As the public broadcasting debate plays out, there will be the usual talk about how to wean it from federal subsidy and the usual complaints (which I share) about the redundancy, commerciality and declining quality of some PBS programming in a cable universe. But once Big Bird, like that White House Thanksgiving turkey, is again ritualistically saved from the chopping block and the Senate restores more of the House’s budget cuts, the most crucial test of the damage will be what survives of public broadcasting’s irreplaceable journalistic offerings.
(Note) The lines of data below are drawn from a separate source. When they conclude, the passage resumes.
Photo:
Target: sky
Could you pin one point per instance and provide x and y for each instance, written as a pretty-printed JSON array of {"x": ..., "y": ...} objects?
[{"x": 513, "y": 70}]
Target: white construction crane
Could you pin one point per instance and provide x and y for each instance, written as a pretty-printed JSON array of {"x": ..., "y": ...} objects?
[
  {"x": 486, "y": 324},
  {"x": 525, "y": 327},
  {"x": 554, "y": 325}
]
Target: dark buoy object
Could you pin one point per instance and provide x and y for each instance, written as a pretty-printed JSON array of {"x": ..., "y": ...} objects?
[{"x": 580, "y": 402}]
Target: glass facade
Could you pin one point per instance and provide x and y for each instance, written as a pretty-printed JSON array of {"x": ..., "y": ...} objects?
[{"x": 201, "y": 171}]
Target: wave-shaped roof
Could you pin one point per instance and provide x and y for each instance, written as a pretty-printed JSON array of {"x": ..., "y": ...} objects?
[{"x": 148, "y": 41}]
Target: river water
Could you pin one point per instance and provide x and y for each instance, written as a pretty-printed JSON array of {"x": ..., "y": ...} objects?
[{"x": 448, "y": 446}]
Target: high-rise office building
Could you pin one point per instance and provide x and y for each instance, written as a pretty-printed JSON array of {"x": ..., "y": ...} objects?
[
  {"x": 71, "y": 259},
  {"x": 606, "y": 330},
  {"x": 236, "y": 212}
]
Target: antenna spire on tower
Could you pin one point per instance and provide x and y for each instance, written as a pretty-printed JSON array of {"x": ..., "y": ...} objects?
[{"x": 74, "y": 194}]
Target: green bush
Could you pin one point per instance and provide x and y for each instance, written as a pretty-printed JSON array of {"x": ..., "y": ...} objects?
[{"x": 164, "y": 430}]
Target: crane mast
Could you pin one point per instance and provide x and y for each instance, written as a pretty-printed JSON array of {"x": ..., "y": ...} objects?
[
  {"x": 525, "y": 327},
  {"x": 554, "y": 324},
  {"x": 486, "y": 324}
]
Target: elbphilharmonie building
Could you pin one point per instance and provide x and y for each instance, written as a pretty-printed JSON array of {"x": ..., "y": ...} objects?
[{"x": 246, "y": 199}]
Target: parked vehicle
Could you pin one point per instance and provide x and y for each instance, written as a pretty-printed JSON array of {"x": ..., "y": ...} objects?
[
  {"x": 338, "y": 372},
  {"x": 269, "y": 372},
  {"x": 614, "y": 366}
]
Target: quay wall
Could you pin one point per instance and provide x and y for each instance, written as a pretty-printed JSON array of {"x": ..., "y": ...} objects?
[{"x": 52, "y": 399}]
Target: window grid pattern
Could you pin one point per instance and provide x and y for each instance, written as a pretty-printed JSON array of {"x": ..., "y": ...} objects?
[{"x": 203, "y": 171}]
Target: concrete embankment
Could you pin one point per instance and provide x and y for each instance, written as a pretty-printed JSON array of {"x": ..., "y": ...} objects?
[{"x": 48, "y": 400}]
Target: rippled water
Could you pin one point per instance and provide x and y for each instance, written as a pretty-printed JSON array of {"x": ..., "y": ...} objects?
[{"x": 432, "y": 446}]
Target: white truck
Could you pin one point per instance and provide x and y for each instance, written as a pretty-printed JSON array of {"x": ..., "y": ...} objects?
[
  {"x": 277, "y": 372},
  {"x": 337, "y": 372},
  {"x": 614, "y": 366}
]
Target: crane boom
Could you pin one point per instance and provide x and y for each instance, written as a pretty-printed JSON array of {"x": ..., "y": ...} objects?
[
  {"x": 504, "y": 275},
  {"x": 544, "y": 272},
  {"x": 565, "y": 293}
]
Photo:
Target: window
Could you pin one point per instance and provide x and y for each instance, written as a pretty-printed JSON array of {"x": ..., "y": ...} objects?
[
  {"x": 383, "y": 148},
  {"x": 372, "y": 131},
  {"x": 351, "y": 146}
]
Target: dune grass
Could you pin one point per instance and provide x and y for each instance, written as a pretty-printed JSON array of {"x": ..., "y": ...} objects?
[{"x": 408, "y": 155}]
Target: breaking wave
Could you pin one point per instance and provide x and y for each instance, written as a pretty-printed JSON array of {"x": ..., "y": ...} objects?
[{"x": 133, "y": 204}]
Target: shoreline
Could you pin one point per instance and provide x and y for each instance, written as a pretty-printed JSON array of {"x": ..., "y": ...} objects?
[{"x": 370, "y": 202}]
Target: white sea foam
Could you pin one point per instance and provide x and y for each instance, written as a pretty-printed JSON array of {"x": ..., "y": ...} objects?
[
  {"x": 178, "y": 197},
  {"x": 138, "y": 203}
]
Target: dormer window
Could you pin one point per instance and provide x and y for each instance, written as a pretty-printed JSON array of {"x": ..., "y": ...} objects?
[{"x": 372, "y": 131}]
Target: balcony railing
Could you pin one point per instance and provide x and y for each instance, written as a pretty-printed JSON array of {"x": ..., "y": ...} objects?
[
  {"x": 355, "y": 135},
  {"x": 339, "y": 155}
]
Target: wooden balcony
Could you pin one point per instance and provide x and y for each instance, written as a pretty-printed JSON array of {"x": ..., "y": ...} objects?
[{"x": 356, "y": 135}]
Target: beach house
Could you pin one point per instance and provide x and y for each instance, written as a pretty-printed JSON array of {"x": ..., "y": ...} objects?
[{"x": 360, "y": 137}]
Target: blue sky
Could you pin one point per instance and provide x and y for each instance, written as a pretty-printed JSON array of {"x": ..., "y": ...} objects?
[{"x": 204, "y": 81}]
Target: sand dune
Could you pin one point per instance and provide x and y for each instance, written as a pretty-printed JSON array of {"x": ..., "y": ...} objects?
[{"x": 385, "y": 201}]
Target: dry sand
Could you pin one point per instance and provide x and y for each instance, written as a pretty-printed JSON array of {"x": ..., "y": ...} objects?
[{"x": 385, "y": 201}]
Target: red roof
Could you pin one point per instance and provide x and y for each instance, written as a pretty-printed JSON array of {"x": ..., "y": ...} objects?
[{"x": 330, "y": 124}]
Will monitors start harassing Jim Lehrer’s “NewsHour,” which Mr. Tomlinson trashed at a March 2004 State Department conference as a “tired and slowed down” also-ran to Shepard Smith’s rat-a-tat-tat newscast at Fox News? Will “Frontline” still be taking on the tough investigations that network news no longer touches? Will the reportage on NPR be fearless or the victim of a subtle or not-so-subtle chilling effect instilled by Mr. Tomlinson and his powerful allies in high places?
Forget the pledge drive. What’s most likely to save the independent voice of public broadcasting from these thugs is a rising chorus of Deep Throats.
Hmm. So maybe I am wrong – maybe PBS could become a tool of propoganda. Uh. That doesn’t sound right at all.
Enjoy the rest of the hot sultry weekend.